Malcolm Myers, a retired art professor and painter, died March 16 after a fall in his driveway. He was 84.
Myers retired from the University in 1987 but continued teaching watercolor classes through the Department of Extension Classes. His last class was held the Monday before his death.
Before teaching, Myers served in the Merchant Marine during World War II. While studying at the Art Students League in New York, he received two Guggenheim Foundation fellowships to study in Paris in 1950 and four years later in Mexico.
Famous for his printmaking, Myers has pieces in more than 30 museums, including the Weisman Art Museum, the Smithsonian Institution and the Bibliotheque Nationale in Paris.

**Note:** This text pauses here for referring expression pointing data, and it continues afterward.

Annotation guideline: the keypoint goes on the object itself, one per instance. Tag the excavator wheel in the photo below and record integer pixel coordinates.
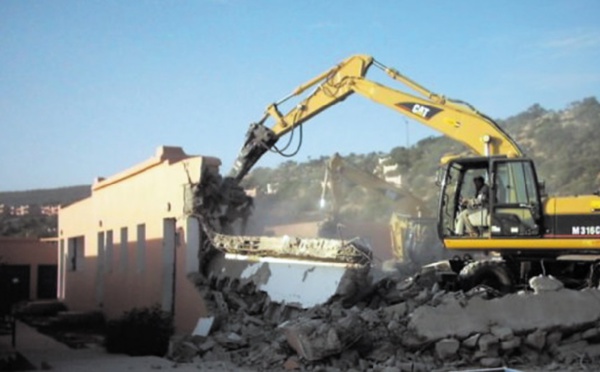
(494, 274)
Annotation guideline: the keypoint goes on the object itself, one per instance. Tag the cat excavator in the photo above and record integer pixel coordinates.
(524, 232)
(413, 234)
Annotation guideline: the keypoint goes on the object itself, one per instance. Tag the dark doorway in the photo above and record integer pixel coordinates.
(14, 285)
(47, 277)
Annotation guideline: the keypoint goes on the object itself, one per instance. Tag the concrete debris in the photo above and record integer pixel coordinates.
(543, 283)
(292, 271)
(204, 326)
(405, 324)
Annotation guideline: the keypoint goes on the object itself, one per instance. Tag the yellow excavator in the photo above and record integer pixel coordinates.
(412, 226)
(530, 232)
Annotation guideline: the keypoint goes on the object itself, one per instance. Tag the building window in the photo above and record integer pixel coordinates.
(124, 248)
(76, 253)
(141, 248)
(109, 251)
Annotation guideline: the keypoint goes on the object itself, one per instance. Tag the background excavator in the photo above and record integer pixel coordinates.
(528, 232)
(413, 233)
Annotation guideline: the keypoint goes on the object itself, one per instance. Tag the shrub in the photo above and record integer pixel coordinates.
(140, 331)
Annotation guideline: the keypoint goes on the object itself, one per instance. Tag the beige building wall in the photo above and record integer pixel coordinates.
(126, 245)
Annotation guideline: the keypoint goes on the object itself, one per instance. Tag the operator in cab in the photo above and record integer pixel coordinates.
(475, 210)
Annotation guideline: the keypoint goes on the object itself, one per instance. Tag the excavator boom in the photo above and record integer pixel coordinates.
(455, 119)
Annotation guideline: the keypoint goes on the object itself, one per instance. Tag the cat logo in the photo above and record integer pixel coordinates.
(424, 111)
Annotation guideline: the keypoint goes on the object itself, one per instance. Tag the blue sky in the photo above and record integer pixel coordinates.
(90, 88)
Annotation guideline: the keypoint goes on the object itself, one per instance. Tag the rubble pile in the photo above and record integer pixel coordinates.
(403, 325)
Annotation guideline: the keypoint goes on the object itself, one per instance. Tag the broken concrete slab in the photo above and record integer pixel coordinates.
(315, 339)
(204, 326)
(447, 349)
(519, 312)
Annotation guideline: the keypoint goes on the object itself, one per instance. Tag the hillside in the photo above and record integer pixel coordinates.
(34, 223)
(62, 196)
(562, 143)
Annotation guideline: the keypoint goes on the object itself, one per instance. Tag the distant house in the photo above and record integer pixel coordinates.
(130, 244)
(28, 270)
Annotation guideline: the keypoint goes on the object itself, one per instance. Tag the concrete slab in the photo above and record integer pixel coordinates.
(562, 309)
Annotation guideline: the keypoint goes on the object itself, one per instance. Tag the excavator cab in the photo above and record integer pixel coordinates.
(512, 209)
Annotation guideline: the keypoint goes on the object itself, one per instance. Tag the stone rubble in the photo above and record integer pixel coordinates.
(405, 324)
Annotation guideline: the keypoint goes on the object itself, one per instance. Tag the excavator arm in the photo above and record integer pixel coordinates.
(455, 119)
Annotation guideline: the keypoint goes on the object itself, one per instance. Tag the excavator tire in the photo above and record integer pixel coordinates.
(494, 274)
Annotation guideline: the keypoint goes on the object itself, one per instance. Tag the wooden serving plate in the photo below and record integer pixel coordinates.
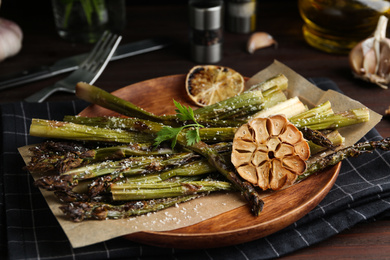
(237, 226)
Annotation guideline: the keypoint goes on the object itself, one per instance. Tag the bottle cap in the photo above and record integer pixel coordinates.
(206, 15)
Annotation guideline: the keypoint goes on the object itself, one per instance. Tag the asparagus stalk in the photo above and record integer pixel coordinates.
(102, 98)
(320, 110)
(351, 151)
(317, 138)
(334, 121)
(335, 138)
(132, 166)
(233, 106)
(243, 105)
(195, 168)
(290, 107)
(79, 211)
(159, 190)
(56, 157)
(279, 80)
(71, 131)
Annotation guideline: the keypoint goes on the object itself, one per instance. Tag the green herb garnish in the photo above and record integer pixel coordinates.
(171, 133)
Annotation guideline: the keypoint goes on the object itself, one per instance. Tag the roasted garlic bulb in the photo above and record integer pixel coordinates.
(269, 152)
(370, 59)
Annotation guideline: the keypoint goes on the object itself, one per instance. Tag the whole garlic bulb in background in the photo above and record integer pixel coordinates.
(370, 59)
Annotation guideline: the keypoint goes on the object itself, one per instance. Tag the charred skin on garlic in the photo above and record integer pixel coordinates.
(269, 152)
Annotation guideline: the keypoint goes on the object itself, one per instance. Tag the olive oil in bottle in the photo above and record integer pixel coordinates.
(336, 26)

Myers graduated from Wichita State University in Kansas, where his family resided after the Depression. He later received a master of fine arts degree from the University of Iowa, where he studied with printmaker Mauricio Lasansky.
Myers taught alongside Lasansky for two years before coming to Minnesota.
Recruited in 1948 to work in the art department, Myers and his wife at the time, Roberta, drove up from Iowa. It was the first job he had taken, and Myers recalled in a 1996 written statement how he “fell into the job.”
His artwork, which utilized watercolors, acrylic paints and intaglio, focused on topics ranging from the Wild West, jazz, the birdwatcher and the walking dog.
One piece Myers showed in 1998 depicted his idea of heaven: listening to jazz and painting, while sipping a martini and smoking a pipe.
Myers was found by a snow-removal service employee and had suffered from hypothermia. He had been at his studio earlier in the day.
Mark Pharis, art department chairman, along with Myers’ surviving wife Marilyn, have planned a memorial service for April 15 at 3:30 p.m. in the Weisman Art Museum.